Heutzutage sind in jedem Unternehmen Unix-oide Systeme wie Linux, BSD, MacOS X oder Solaris im Einsatz. Diese sind in Form von Firewalls oder Switches, als Hypervisoren und deren Verwaltungsplattformen oder als Thin Client im Einsatz. Auch in zahlreichen anderen komplexen Systemen wird Linux verwendet, etwa in selbstfahrenden Autos, nuklear angetriebenen U-Booten, bei Satelliten und Teleskopen. Linux ist ein 1991 lanciertes, Unix-ähnliches Betriebssystem, welches auf derselben Architektur basiert, aber in der Konzeption als Open Source und somit kostenlos zur Verfügung steht. Die Bedeutung von Linux als Client- und besonders auch als Server-Betriebssystem nimmt von Jahr zu Jahr zu. Mit der Containerisierung von Anwendungen trägt Linux als Betriebssystem bereits heute einen wesentlichen Anteil an den Betrieb von Containern in Unternehmen bei. Auch Hyperscaler, inklusive Azure, setzen mehrheitlich auf Linux als Betriebssystem für Ihre IT-Infrastruktur und Anwendungen. Nicht zu vergessen: Das Gros der leistungsstärksten Supercomputer der Welt nutzt Linux als Betriebssystem.
Architektur und Sicherheit: Linux und Windows im Vergleich
Dass es kein Betriebssystem gibt, welches einen hundertprozentigen Schutz vor Cyber-Attacken bietet, ist ausreichend bekannt. Linux bietet jedoch grundsätzlich eine höhere Sicherheit als Windows. Dies ist einerseits darin begründet, dass das System architektonisch anders konzipiert ist als Windows, anderseits Software (.exe) nicht hürdenfrei ausgeführt werden kann. Unter Windows lässt sich eine Software herunterladen und ohne weitere Konfiguration der Berechtigungen ausführen. In einem Linux-System hingegen muss zuerst auf der heruntergeladenen Datei die «+x»-Ausführungsberechtigung gesetzt werden, bevor die Applikation ausgeführt werden kann. Mit diesem zusätzlichen Sicherheitsschritt wird verhindert, dass eine Schadsoftware aus Versehen ausgeführt werden kann. Zudem ist es bei Windows die Regel, dass, wenn eine Software installiert wird, dabei auf Systemdateien und Registry zugegriffen wird, was wiederum Administratoren-Rechte voraussetzt. Unter Linux jedoch benötigen Applikationen für die Inbetriebnahme meist keine weiteren Aktionen. Somit kann ein User die Applikation nur in seinem eigenen Verzeichnis ablegen und verwenden, ohne Administrator/Root-Rechte zu benötigen, System und User-Dateien von anderen Benutzern werden somit geschützt.
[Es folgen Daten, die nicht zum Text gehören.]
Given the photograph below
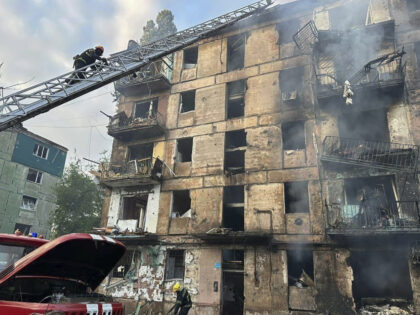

Neben der Architektur und den Mechanismen des Systems spielt auch die Art der Applikationsverwaltung eine sicherheitsrelevante Rolle. Bei Linux werden Applikationen in sogenannten Repositories (Repos), also «geschlossenen» Datendepots für binäre Dateien, den Benutzern zur Verfügung gestellt. Bis eine .exe-Datei über ein offizielles Repo zur Verfügung steht, wird der Code entweder durch ein Unternehmen oder durch die riesige, weltweite Community auf Hintertüren und Schwachstellen geprüft. Zudem haben Unternehmen wie
Red Hat sehr strikte Auflagen an Entwickler, die eine Software über ihre offiziellen Repos zur Verfügung stellen möchten. Fazit: Eine Infektion eines Linux-Systems ist nicht unmöglich, jedoch schwieriger und aufwändiger als die Infektion eines Windows-Systems.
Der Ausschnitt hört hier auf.